# Loud bangs/noise sensitivity - getting to be a problem



## GoldieMad (Mar 10, 2006)

Goodness me, have I really stumped you all? 

Seriously though, I really want to resolve this issue - can anyone offer any advice ASAP please? I'm relying on you good people.


----------



## BeauShel (May 20, 2007)

bumping up since this was so early in the morning.


----------



## rubysdoghouse (Sep 27, 2010)

Boy I can feel your pain... My last GR was sound sensitive...shot gun....thunder ect. Our neighbors also like to come up on weekends and shoot their guns and shoot their guns and shoot their guns!!!!!!!!:bowl: One of things that you have to remember is to never unconsciously reinforce his fear.That means no "It's ok" no "come here baby". It's hard to not want to verbally reinforce their fear. One of the things that I did was calmly go and get his tennis ball and bounce, bounce, bounce it until I had his attention and start to play a indoor game of fetch. He didn't forget the noise but he would settle enough to play with his ball. I will tell you that the thunder issue was worse for him that the guns and he also hated fireworks. I guess what I am saying is that you will have to try different things and see what you can find that works for him. It may be that he would rather be in a crate and feel safe it maybe that he will need a Thunder Shirt. Now many years back we had a Springer and she was to be a hunting dog and did not like guns. Not a good mix don't you think. We cut two small blocks of wood and I ran aroung the yard with her rapping them together softly at first then increased the sound as she started to chase me. I did this daily for weeks until she was excited to hear the sound because it meant we were going to play the chase game. She not only got over her fear but was an awesome hunting dog for years. I don't know if any of this will help but you can give a try.:crossfing Good Luck


----------



## 10999 (Aug 11, 2011)

Never really directly worked with this type of issue, but when training any of my new pups I always do re-direction practices. I walk down this area of Niagara Falls, that has tons of people, air pressurized games, screaming, strollers you name it. Always bring a new, and very tasty treat (if not food motivated could always try his favourite toy) - when they get alarmed by the sound, I redirect with them with a treat into a sit, or a down, and lots of praise when it is achieved. Also teach them "Watch", where they have to look at me, and be intent on me only. The trick is only to give the treat when they give you the desired response. You can also do desensitization techniques, but they have to be running during a secondary activity (like running on the treadmill), something like that, that can keep their mind off it. Hope you can work it out! And remember.. try not to reward an unwanted behavior by telling them its "okay" or to try to soothe them, only worsens the problem! Hope that could help you a little bit. Best of luck


----------



## GoldieMad (Mar 10, 2006)

Thanks very much, I'll give those ideas a go. 

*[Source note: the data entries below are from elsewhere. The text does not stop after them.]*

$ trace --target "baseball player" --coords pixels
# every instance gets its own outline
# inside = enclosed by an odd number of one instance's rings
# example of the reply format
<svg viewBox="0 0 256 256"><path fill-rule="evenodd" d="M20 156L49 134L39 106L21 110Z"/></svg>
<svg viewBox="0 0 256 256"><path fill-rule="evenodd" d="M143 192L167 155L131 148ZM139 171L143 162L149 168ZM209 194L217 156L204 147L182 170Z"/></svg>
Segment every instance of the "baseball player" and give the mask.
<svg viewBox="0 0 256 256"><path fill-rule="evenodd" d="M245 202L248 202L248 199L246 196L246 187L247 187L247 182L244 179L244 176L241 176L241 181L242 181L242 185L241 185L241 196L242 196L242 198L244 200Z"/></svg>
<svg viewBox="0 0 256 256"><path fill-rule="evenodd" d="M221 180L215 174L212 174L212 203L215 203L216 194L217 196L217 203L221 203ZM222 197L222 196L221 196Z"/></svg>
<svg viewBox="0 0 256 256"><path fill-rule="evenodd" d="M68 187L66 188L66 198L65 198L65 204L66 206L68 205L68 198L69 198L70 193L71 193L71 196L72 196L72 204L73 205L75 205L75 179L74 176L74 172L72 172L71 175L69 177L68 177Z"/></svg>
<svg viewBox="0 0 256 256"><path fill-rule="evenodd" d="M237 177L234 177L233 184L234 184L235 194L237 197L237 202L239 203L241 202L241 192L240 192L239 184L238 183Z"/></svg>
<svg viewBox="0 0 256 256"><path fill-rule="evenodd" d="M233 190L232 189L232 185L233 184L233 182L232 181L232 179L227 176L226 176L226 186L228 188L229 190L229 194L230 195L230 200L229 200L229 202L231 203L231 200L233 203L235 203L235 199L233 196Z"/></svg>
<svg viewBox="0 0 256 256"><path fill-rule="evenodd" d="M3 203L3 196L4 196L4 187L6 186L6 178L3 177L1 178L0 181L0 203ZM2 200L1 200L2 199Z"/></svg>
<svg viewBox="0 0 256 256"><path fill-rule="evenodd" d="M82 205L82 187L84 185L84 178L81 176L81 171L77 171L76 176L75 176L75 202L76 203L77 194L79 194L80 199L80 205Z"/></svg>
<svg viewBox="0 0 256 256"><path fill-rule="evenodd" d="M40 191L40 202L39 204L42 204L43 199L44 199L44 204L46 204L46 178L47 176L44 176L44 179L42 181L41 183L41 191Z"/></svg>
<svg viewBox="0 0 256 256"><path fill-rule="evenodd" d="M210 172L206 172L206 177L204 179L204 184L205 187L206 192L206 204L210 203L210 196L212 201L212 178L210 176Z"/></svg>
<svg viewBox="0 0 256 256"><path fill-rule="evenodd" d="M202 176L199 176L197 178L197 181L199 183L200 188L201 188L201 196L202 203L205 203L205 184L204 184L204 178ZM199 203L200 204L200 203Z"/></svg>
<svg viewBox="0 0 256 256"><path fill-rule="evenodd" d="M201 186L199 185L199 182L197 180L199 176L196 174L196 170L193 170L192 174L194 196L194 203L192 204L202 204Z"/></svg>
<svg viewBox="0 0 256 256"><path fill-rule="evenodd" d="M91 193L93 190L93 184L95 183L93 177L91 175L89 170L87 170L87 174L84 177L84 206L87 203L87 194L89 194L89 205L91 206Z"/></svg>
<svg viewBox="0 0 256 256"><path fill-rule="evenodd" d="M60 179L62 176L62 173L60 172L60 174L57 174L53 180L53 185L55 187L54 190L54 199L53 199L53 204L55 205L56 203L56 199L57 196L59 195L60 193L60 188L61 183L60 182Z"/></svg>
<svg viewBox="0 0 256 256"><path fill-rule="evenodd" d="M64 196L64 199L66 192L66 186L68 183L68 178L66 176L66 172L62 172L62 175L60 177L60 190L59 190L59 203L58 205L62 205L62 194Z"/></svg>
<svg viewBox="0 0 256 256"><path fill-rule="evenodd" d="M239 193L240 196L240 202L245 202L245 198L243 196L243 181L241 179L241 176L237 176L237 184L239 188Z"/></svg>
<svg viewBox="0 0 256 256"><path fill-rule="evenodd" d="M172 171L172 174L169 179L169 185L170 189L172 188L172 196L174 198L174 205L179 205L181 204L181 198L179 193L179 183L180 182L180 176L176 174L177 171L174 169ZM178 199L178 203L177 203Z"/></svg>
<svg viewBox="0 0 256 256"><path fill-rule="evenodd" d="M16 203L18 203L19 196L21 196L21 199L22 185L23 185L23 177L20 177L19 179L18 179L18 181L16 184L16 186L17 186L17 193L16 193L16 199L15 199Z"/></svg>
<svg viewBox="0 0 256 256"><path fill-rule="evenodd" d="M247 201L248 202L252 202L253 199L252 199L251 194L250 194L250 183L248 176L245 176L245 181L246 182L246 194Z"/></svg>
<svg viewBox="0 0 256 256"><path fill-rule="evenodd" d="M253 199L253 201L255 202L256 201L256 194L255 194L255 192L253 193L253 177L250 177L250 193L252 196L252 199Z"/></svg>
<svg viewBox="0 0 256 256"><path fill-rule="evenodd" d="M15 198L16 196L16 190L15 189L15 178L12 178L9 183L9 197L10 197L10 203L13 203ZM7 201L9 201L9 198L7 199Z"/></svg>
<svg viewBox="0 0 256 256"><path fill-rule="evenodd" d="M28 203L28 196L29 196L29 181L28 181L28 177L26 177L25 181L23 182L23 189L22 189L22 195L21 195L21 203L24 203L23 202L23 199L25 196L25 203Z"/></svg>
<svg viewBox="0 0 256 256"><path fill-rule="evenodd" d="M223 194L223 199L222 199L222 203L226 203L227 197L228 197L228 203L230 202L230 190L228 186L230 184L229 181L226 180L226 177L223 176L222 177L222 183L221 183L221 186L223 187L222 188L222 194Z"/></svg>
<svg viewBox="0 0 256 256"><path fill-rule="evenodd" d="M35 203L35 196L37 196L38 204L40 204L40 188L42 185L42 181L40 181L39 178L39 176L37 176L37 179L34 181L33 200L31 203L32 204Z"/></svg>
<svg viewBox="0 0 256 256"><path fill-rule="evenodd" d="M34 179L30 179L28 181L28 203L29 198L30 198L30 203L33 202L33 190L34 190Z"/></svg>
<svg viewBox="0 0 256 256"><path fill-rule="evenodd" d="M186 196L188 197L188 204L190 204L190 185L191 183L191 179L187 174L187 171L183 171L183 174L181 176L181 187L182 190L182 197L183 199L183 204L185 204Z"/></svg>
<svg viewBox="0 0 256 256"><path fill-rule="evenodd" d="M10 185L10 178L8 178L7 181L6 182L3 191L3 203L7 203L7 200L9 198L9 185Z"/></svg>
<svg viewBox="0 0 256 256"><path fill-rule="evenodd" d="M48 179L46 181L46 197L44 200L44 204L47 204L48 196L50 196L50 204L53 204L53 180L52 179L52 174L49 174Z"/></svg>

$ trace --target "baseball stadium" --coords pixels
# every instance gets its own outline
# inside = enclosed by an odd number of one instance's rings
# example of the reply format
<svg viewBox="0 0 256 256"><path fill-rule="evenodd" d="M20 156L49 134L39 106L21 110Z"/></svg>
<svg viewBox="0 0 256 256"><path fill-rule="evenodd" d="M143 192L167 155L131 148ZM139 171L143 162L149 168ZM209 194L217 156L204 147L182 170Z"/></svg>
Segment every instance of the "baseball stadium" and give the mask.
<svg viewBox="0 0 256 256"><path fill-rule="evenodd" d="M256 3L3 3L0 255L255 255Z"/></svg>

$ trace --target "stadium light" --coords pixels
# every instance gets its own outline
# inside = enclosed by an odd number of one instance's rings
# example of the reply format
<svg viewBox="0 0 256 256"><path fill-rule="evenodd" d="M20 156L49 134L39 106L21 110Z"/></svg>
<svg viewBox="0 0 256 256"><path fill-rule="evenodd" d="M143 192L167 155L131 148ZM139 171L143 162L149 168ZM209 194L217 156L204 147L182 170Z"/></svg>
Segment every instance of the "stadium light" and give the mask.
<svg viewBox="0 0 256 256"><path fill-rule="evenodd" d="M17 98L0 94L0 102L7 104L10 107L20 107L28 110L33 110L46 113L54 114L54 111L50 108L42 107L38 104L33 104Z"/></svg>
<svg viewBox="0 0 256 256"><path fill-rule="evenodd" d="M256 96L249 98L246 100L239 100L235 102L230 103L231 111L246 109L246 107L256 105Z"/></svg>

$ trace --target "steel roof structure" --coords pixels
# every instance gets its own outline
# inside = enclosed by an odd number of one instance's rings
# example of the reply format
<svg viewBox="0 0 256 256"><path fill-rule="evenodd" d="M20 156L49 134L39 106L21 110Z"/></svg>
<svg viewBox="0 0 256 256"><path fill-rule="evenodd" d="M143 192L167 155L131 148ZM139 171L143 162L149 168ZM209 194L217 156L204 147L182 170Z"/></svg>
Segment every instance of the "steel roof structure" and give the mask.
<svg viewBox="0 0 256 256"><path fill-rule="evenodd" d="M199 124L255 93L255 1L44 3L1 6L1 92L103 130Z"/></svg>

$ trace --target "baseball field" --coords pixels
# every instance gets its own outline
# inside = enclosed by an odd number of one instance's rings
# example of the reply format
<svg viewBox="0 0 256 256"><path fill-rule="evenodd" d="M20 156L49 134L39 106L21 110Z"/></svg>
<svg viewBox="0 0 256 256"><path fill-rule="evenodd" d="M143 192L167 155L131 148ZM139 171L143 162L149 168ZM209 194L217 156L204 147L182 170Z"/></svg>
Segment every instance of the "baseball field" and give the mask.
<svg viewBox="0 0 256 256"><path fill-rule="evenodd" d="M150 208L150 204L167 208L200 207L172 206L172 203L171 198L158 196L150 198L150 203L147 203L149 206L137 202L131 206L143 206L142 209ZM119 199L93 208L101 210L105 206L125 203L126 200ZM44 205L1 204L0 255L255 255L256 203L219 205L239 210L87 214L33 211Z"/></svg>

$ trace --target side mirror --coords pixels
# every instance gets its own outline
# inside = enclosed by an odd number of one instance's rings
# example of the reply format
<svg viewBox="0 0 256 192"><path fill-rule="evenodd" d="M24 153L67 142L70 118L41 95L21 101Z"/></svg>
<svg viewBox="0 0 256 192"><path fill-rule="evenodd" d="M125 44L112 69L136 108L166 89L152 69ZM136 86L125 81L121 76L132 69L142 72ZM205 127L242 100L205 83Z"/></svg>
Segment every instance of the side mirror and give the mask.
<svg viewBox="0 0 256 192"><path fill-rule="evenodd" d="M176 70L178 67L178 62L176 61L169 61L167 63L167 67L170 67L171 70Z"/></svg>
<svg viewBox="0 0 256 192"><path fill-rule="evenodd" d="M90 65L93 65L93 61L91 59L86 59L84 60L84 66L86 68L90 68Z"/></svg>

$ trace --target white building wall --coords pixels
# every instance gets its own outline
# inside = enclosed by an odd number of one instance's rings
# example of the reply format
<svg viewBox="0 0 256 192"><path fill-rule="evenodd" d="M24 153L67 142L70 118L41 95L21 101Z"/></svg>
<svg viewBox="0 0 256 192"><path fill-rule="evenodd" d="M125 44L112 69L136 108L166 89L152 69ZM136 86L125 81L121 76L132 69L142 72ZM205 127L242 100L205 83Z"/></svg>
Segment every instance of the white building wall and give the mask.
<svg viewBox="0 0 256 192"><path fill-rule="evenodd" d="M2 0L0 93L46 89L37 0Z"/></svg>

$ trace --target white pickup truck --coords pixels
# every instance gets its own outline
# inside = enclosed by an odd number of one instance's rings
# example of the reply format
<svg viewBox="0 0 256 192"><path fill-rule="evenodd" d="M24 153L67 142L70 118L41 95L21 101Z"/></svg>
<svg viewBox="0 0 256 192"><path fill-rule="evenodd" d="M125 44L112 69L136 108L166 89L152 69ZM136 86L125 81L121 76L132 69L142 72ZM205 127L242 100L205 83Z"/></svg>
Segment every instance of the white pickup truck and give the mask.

BTW, what's a Thunder Shirt?


----------



## aerolor (May 27, 2011)

GoldenGurl09 said:


> Never really directly worked with this type of issue, but when training any of my new pups I always do re-direction practices. I walk down this area of Niagara Falls, that has tons of people, air pressurized games, screaming, strollers you name it. Always bring a new, and very tasty treat (if not food motivated could always try his favourite toy) - when they get alarmed by the sound, I redirect with them with a treat into a sit, or a down, and lots of praise when it is achieved. Also teach them "Watch", where they have to look at me, and be intent on me only. The trick is only to give the treat when they give you the desired response. You can also do desensitization techniques, but they have to be running during a secondary activity (like running on the treadmill), something like that, that can keep their mind off it. Hope you can work it out! And remember.. try not to reward an unwanted behavior by telling them its "okay" or to try to soothe them, only worsens the problem! Hope that could help you a little bit. Best of luck


Thats excellent advice Goldengurl. Watch me" and being up beat with distractions and/or something interactive to keep their minds off the noise works wonders. It is far better than soothing and trying to pacify because this has the effect of telling them there is something to worry about. If your dog becomes terrified and "shuts down" then I think you do need to remove him from the situation, but gradually try to re-introduce the noises (but always at the level or distance comfortable to your dog). 
I would never deliberately expose my dog to something he was terrified of in the hope that he will get used to it. Gradual exposure, when they are puppies to as many noises and strange things as you can, slowly bit by bit, at the pace which your dog finds comfortable, is better so he eventually will be curious, but unworried and steady even when encountering something new.


----------